Кровь смешиваясь с каплями дождя, стекала с волос на голове, заливала глаза, мешая и без того полноценно воспринимать ночные силуэты. Он сам не чувствовал боль, хоть и знал что раны есть. Рука, которой удерживал щит онемела и плохо слушалась. Отсушили долбежкой, засранцы! Сам щит стал проломлен и непомерно тяжел.
Вольрад выдыхался, при очередном финте или отступе, оступался ногами. Уже понимал, что этот бой для него последний. Кость ноги ожгло огнем, заставив брякнуться на колени. Успел поднять над головой круг щита, и вложив всю силу в замах, словно косарь на сенокосе, махнул клинком нарушая целостность нижних конечностей драуга. В последнюю минуту жизни, обратным махом смахнул падающему мертвецу голову.
«Хоть одного…», – мелькнула мысль.
Освободившаяся от потери меча рука, на вбитом рефлексе сорвала поясной науз, роняя его в траву при очередном ударе по щиту.
– Гой! – пролепетали губы.
Из-под отброшенного в сторону щита, высвободившейся пружиной выпрыгнул оборонявшийся на последнем издохе Вольрад, и что есть сил, припустил в сторону реки. Двое относительно уцелевших умертвия, без лишних телодвижений бросились следом. Вольрад из последних сил подлез под нижние лапы молодой елки и затих закусив губу, наблюдал за тем, как драуги кромсали мертвое тело наколдованного двойника.
– Хватит! – раздался над головой у самой ели, приказ старика. – Сдох уже.
Лежал, боясь дышать. Совсем рядом копошилось безголовое тело мертвяка с отрубленными ногами. Колдун палкой, которую использовал как посох, ворохнул отрубленную голову драуга, посетовал:
– Э-хе-хе! При жизни ты был куда как проворней, Вешняк! Нда.

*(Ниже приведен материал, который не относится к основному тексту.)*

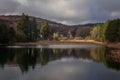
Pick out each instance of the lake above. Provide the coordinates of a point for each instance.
(59, 62)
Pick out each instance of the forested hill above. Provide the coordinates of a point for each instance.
(76, 30)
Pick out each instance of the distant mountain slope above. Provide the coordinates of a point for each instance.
(75, 30)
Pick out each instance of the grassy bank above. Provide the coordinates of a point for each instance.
(47, 42)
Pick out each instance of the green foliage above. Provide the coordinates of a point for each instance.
(113, 30)
(7, 34)
(44, 30)
(4, 38)
(109, 31)
(27, 29)
(56, 35)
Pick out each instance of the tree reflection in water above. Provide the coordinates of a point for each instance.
(28, 57)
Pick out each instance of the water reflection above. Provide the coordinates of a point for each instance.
(27, 58)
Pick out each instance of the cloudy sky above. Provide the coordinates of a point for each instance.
(64, 11)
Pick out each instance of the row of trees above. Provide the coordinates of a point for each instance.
(7, 34)
(27, 30)
(108, 31)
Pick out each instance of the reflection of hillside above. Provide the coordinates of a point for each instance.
(114, 55)
(29, 57)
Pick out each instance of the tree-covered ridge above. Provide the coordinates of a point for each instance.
(108, 31)
(29, 29)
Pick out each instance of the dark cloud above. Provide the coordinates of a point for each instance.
(8, 6)
(65, 11)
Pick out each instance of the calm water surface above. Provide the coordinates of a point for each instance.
(59, 62)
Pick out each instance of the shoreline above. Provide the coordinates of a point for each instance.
(115, 45)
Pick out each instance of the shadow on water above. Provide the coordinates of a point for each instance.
(28, 57)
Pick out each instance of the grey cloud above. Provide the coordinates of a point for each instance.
(8, 6)
(65, 11)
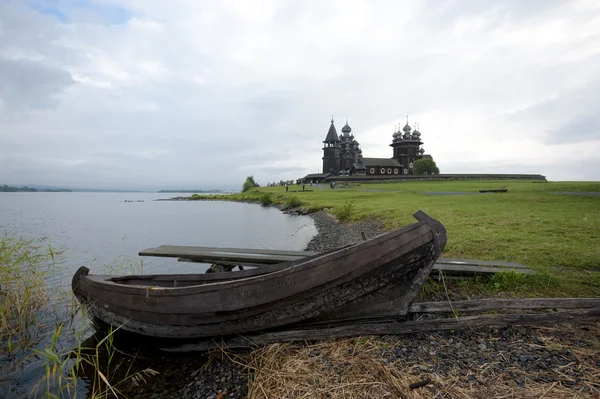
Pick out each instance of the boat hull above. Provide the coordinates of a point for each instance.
(386, 271)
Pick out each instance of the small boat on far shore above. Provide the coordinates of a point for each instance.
(502, 190)
(377, 277)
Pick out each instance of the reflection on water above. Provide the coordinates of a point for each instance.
(99, 229)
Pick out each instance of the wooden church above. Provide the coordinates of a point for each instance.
(342, 155)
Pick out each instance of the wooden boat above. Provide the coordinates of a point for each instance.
(502, 190)
(376, 277)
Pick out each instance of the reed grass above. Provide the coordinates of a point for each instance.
(24, 266)
(28, 310)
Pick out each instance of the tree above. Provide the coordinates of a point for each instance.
(249, 183)
(425, 166)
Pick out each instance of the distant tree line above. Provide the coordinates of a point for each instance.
(190, 191)
(9, 189)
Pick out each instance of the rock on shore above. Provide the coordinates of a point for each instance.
(332, 235)
(528, 361)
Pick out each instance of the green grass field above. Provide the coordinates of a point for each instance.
(555, 234)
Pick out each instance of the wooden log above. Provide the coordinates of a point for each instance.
(496, 304)
(391, 328)
(469, 270)
(476, 262)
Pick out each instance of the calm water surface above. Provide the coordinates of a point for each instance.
(96, 229)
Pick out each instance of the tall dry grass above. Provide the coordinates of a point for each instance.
(364, 368)
(24, 266)
(28, 310)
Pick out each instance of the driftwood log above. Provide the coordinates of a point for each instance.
(587, 308)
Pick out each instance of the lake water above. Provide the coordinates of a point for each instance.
(95, 229)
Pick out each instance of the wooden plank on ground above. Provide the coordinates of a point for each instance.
(471, 262)
(499, 303)
(468, 270)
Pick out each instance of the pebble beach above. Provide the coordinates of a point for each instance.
(486, 362)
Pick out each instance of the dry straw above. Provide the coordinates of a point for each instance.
(363, 368)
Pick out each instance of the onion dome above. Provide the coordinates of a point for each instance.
(332, 134)
(416, 132)
(346, 128)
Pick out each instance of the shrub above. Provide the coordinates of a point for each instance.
(265, 199)
(344, 212)
(293, 202)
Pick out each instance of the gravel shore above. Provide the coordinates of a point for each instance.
(333, 235)
(486, 362)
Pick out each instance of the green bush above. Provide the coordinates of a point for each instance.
(344, 212)
(293, 202)
(265, 199)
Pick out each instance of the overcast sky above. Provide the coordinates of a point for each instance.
(200, 94)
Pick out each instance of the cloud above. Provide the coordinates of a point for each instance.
(30, 83)
(138, 93)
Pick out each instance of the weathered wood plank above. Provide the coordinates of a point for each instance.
(468, 270)
(448, 269)
(496, 304)
(476, 262)
(263, 257)
(391, 328)
(179, 251)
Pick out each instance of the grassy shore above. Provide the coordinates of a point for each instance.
(557, 235)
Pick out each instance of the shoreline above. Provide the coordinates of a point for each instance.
(531, 358)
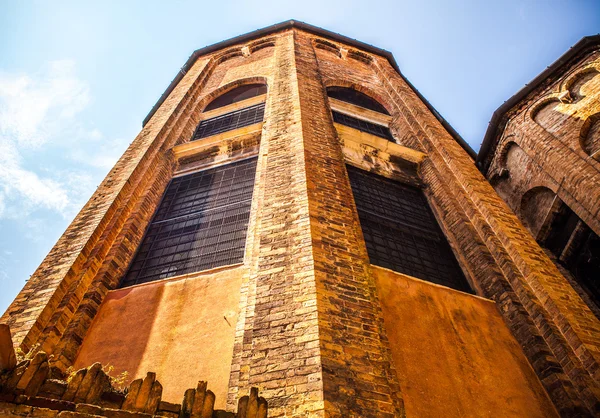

Повернув голову, позвал: – Безымень!
– Я здесь, хозяин!
Подавший голос, стоял столбом у догоравшего костра. Казалось, происходящее его совсем не тревожит.
– Чувствуешь ли Веденю?
– Да.
– Живой он там?
– Да.
– Веди к нему.
Дождь прекратился, будто выплакал все свои ночные слезы. Давно стихли звуки ушедших в ночь колдуна с мертвяками. Потух костер. Вольрад лежал там, куда смог спрятаться во время боя. Лежал и наслаждался ночным воздухом, болью в ранах, даже сыростью и холодом. Он жив, а это сейчас главное. Нарушая ночную тишину, заржала одна из лошадей, стреноженных у поляны…
Любава, сколько себя помнила, ведала тайным знанием, имела врожденный дар древней мудрости, которую передала ей еще в детстве ее бабка. У нее был дар к ясновидению, могла общаться с душами, которые уже ушли за кромку. Черноризные греки после крещения славян, приложили немало сил отворотить от ведунов и ведуний народ, кнутом и пряником загоняли всех в новые храмы. Славяне крестились на иконы, ставили свечи перед ликами святых, слушали проповеди на непонятном для них языке, а с просьбами шли к чурам родовых богов, за толкованием своих проблем обращались к духовицам. Нет, люди верили в нового бога, но и старых не хотели отпускать.
Княгиня задолго до событий знала о том что произойдет, пыталась направить мужа на иной путь, заручиться поддержкой дружественных князей, но богини Доля и Недоля, рассудили по своему. Убийство князя Ростовского, нарушило равновесие бытия. После гибели мужа, княгиня не замкнулась в себе, ведала, что жизнь в Яви, всего лишь переход души в более высокий чертог. Тем более, что на руках у женщины был малолетний сын, и он являл собой продолжение рода правителей Курских. Предшествующий побегу сон, в котором белый волк загрыз пардуса и увел с собой ее и сына в темноту ночи, поведал ей о скором освобождении. Вот к приходу Лихого, она и сын, были готовы к дороге.
Домовой провел всех троих мимо охраны. Судя по тому, что тревогу не подняли, в трапезную к мертвому князю не заходили. Спустившись в цоколь дворца, нежить остановился, смущаясь и оправдываясь сказал, больше обращаясь к княгине:
– Прости, хозяйка! Дальше мне ходу нет. Дальше сами.
– Ничего, дальше Лихой поведет.
Егор кивнул. Домовой словно ждал этого кивка, будто растаял в воздухе, оставив беглецов самих. И на том спасибо. Приторочив за спину мешок с факелами, поправив лямку, Лиходеев при свете огня окинул взглядом подопечных. Любава у стены, держа руку молчаливого пацана, с полным спокойствием на лице, ожидала, что воспоследует от провожатого.